Dopo le firme un fotografo mi ordina di mettermi spalle al muro, come il più ignobile degli ergastolani. Tra le mani reggo un cartello col mio nome. Io continuo a ripetere “Non volevo venire! Sono innocente! Sono l’autista di quella signora laggiù”. Nessuno si commuove e vengo schedato anch’io. Nel frattempo, ovunque chiunque chiacchiera allegramente con chiunque. Molti si conoscono. Alcuni ritrovano persino parenti dimenticati. Sono tutti qui, con la speranza di partecipare al film evento.
Dopo 2 minuti e 18 secondi, qualcuno ci dice che possiamo andar via. La nostra presenza, di colpo, si è rivelata del tutto inutile. Ma come? E il colloquio con la regista? E il provino sul suo divano che sicuramente avrei dovuto sostenere (e superare) per ottenere la parte? Pare proprio che io e la mia fidanzata siamo stati esclusi ancor prima di essere provinati.

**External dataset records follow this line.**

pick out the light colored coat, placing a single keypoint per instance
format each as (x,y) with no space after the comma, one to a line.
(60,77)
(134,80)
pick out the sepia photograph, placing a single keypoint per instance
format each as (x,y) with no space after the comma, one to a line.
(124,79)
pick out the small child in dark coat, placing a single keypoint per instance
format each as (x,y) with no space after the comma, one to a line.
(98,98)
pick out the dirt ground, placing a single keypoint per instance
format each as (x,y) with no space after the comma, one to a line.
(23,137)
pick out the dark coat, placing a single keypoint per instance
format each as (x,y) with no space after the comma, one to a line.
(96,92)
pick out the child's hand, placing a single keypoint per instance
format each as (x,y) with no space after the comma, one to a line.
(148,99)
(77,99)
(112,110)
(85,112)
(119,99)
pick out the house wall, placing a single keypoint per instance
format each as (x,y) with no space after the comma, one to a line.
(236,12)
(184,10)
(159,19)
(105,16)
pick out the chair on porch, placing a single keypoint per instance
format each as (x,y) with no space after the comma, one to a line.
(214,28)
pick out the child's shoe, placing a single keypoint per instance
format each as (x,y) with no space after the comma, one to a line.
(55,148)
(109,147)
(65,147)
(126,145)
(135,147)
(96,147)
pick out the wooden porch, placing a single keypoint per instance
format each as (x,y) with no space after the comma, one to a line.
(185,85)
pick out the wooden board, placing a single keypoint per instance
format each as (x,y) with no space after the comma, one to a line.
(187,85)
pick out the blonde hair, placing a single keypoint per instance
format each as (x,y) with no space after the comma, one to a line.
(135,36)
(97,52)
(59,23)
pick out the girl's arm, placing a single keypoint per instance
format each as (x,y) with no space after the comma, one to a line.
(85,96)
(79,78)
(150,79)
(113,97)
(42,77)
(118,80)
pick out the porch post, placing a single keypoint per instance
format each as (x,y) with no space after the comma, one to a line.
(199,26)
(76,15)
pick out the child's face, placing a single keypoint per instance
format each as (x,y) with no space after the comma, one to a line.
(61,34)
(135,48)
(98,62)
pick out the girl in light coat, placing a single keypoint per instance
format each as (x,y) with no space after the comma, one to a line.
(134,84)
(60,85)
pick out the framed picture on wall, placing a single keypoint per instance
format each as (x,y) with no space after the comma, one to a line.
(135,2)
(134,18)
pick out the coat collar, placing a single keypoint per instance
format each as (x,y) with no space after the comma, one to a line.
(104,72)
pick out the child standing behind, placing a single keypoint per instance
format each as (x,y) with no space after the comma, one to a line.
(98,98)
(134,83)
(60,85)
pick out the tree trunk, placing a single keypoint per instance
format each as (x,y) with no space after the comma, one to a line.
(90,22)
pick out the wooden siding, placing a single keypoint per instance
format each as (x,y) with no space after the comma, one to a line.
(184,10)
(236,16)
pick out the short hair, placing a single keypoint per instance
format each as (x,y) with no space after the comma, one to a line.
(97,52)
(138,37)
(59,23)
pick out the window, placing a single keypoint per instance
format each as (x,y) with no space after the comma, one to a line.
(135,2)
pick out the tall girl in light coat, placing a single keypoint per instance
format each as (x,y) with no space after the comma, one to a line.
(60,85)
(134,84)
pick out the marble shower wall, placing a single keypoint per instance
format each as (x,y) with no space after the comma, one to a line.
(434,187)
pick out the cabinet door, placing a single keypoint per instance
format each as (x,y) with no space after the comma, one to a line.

Delusione e sgomento. Mi passa persino l’appetito. Mi scappa però la pipì. Sarà la delusione penso. Oppure le troppe emozioni vissute in così poco tempo. Ma la mia prostata malandata non vuole sentir ragioni. Salutiamo alcune decine di conoscenti e usciamo. La mia Skoda è sempre lì. Mi aspetta docile per riportarci a casa.
Pochi giorni dopo, però, inattesa mi giunge una telefonata.
“Pronto il signor Carmelo Rosalia?”
“Chi parla?” Replico stizzito, aspettandomi il solito frantuma cabbasisi di un call center.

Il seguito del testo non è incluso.